6、 ... and 、 Interesting application
When we get the key information , You can make some interesting applications .
# Define function
def show_fu(image, predicted_key_pts):
""" Show the pasted image Args: image: Cropped image [224, 224, 3] predicted_key_pts: Coordinates of key points of prediction """
# Calculate the coordinate ,15 and 34 The middle value of the point
x = (int(predicted_key_pts[28]) + int(predicted_key_pts[66]))//2
y = (int(predicted_key_pts[29]) + int(predicted_key_pts[67]))//2
# open Little picture of Spring Festival
star_image = mpimg.imread('light.jpg')
# Processing channels
if(star_image.shape[2] == 4):
star_image = star_image[:,:,1:4]
# Put the small picture of Spring Festival on the original picture
image[y:y+len(star_image[0]), x:x+len(star_image[1]),:] = star_image
# Show the processed picture
plt.imshow(image.astype('uint8'))
# Show key information
for i in range(len(predicted_key_pts)//2,):
plt.scatter(predicted_key_pts[i*2], predicted_key_pts[i*2+1], s=20, marker='.', c='m') # Show key information
def custom_output(test_images, test_outputs, batch_size=1, h=20, w=10):
""" Show the image , Predict the key points Args: test_images: Cropped image [224, 224, 3] test_outputs: Model output batch_size: Batch size h: The displayed image is high w: The displayed image is wide """

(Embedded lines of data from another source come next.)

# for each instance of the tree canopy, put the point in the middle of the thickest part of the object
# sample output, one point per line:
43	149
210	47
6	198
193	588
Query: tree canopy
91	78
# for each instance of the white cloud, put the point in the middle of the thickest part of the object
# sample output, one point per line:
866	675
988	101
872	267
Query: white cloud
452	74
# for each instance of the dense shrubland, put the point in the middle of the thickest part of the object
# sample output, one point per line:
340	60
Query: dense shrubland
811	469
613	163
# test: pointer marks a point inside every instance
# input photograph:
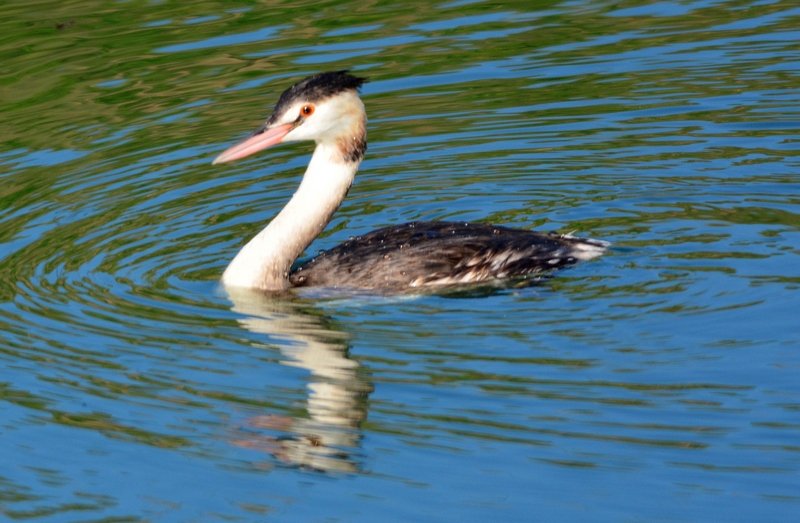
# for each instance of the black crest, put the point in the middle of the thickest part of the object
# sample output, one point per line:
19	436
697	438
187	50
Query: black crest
316	88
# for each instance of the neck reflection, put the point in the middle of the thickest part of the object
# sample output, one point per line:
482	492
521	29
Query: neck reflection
328	438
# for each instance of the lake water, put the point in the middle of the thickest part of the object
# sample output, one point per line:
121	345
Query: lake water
660	382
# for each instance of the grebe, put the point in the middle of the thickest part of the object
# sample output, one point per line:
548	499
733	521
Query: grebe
325	108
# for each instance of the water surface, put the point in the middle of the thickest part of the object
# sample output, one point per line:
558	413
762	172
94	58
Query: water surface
657	383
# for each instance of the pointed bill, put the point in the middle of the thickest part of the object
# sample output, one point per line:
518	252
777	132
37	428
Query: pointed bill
254	143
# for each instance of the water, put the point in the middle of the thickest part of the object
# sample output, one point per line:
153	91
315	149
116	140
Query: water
658	383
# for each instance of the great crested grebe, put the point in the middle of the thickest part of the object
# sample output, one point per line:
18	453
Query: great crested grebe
325	108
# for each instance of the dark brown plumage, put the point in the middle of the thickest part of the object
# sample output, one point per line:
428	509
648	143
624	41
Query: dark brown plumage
440	253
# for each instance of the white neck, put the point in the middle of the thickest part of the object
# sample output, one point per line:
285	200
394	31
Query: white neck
265	262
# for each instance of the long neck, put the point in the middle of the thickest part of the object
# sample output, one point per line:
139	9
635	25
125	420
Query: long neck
264	263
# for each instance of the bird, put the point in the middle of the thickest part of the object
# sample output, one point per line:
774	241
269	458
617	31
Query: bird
326	108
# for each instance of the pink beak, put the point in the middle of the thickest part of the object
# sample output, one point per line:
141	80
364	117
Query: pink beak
254	143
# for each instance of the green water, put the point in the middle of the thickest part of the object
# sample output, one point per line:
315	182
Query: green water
657	383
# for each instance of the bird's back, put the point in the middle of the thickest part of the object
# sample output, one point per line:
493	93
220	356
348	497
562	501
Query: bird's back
420	254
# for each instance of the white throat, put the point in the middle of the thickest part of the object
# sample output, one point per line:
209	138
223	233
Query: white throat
265	262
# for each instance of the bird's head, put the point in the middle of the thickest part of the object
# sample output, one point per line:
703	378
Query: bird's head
324	108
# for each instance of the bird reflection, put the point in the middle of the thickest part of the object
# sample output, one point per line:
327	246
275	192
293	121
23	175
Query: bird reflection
329	437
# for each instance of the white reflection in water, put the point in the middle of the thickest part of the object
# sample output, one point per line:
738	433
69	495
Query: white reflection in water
328	439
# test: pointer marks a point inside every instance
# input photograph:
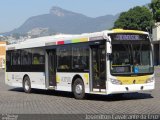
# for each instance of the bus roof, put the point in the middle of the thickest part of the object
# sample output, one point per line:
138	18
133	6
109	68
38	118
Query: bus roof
67	38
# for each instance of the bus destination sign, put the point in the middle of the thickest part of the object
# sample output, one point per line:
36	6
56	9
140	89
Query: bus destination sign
128	37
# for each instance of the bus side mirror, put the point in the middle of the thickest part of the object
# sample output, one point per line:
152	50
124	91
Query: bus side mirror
110	57
109	47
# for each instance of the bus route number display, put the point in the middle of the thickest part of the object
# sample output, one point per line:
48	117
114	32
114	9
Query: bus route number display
127	37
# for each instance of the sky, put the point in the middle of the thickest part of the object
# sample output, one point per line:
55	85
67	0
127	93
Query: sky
14	13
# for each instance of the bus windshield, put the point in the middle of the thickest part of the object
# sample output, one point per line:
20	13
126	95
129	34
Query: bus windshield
131	57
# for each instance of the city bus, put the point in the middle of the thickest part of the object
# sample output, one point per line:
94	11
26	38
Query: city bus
108	62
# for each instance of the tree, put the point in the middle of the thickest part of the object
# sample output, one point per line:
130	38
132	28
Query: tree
155	7
137	18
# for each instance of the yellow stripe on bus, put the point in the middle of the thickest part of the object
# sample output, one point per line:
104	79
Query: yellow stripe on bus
133	80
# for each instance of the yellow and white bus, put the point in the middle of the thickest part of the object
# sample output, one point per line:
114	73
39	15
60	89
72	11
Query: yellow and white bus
106	62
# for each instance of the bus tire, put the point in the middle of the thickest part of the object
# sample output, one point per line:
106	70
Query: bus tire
27	85
78	89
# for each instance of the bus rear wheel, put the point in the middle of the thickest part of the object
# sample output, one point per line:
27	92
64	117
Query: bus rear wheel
78	89
27	85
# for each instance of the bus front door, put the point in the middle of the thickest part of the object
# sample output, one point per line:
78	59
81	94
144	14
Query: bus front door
98	68
52	67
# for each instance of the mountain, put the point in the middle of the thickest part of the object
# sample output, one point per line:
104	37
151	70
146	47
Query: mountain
62	21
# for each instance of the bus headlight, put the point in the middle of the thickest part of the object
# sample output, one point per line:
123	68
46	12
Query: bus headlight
149	80
115	81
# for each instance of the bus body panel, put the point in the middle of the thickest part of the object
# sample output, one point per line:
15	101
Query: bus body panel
64	81
15	79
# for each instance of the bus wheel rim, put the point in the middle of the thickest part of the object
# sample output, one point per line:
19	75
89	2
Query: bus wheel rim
79	89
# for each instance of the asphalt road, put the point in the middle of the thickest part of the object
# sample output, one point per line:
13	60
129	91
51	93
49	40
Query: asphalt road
15	101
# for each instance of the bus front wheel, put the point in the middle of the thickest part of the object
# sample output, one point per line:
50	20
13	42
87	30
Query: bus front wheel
78	89
27	84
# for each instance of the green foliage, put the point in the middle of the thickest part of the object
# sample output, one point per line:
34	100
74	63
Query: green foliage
155	7
137	18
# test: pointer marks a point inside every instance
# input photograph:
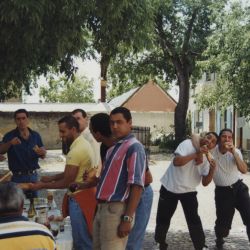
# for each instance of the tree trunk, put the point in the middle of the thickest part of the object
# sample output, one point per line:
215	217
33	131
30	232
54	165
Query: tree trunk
105	59
182	106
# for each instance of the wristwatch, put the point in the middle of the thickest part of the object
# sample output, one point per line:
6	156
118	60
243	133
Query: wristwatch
127	218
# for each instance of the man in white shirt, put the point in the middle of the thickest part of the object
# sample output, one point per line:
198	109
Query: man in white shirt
82	118
230	191
179	184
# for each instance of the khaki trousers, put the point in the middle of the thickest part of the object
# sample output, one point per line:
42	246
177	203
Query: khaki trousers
106	222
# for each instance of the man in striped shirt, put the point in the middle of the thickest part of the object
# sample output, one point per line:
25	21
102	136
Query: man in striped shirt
16	232
230	191
120	186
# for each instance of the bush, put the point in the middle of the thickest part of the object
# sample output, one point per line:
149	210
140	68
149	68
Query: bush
165	141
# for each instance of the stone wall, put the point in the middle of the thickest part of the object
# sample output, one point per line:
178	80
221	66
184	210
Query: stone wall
43	122
46	124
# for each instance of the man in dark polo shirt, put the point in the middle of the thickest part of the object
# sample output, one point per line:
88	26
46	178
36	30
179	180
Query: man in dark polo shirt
24	147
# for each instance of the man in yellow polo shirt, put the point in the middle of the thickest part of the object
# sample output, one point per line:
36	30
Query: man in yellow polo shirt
79	160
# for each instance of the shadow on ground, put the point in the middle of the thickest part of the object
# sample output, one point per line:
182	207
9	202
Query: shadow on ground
180	240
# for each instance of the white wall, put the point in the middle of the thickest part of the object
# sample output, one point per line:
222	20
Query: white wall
157	121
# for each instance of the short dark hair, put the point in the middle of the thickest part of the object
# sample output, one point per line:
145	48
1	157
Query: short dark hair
11	197
70	121
19	111
213	133
100	123
225	130
84	114
124	111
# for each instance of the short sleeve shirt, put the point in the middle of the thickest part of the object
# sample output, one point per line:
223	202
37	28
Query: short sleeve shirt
226	171
94	144
22	157
124	164
185	178
81	155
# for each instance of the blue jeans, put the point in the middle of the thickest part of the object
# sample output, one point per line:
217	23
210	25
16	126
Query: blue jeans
142	214
81	237
26	179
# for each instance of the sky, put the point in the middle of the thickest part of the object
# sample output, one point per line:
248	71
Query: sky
91	69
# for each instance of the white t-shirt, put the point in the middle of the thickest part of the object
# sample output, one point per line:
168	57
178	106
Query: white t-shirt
226	171
94	144
186	178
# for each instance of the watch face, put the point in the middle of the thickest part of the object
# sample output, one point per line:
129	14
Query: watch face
127	218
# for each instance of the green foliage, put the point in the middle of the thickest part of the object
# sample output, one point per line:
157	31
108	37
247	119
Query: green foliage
179	38
36	36
228	54
63	90
165	141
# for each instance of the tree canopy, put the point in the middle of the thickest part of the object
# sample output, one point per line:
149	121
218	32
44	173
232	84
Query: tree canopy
63	90
179	39
228	55
36	36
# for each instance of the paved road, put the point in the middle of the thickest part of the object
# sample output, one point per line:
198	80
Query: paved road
178	237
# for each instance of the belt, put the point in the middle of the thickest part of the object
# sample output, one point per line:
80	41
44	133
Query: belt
230	186
103	201
28	172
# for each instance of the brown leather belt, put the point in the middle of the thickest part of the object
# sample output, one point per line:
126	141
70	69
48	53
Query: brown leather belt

if len(test_images.shape) == 3:
test_images = np.array([test_images])
for i in range(batch_size):
plt.figure(figsize=(h, w))
ax = plt.subplot(1, batch_size, i+1)
# Randomly cropped image
image = test_images[i]
# Model output , Unreduced predicted key coordinate values
predicted_key_pts = test_outputs[i]
# Restore the real key coordinate value
predicted_key_pts = predicted_key_pts * data_std + data_mean
# Show images and key points
show_fu(np.squeeze(image), predicted_key_pts)
plt.axis('off')
plt.show()
# Read images
img = mpimg.imread('xiaojiejie.jpg')
# Key placeholder
kpt = np.ones((136, 1))
transform = Compose([Resize(256), RandomCrop(224)])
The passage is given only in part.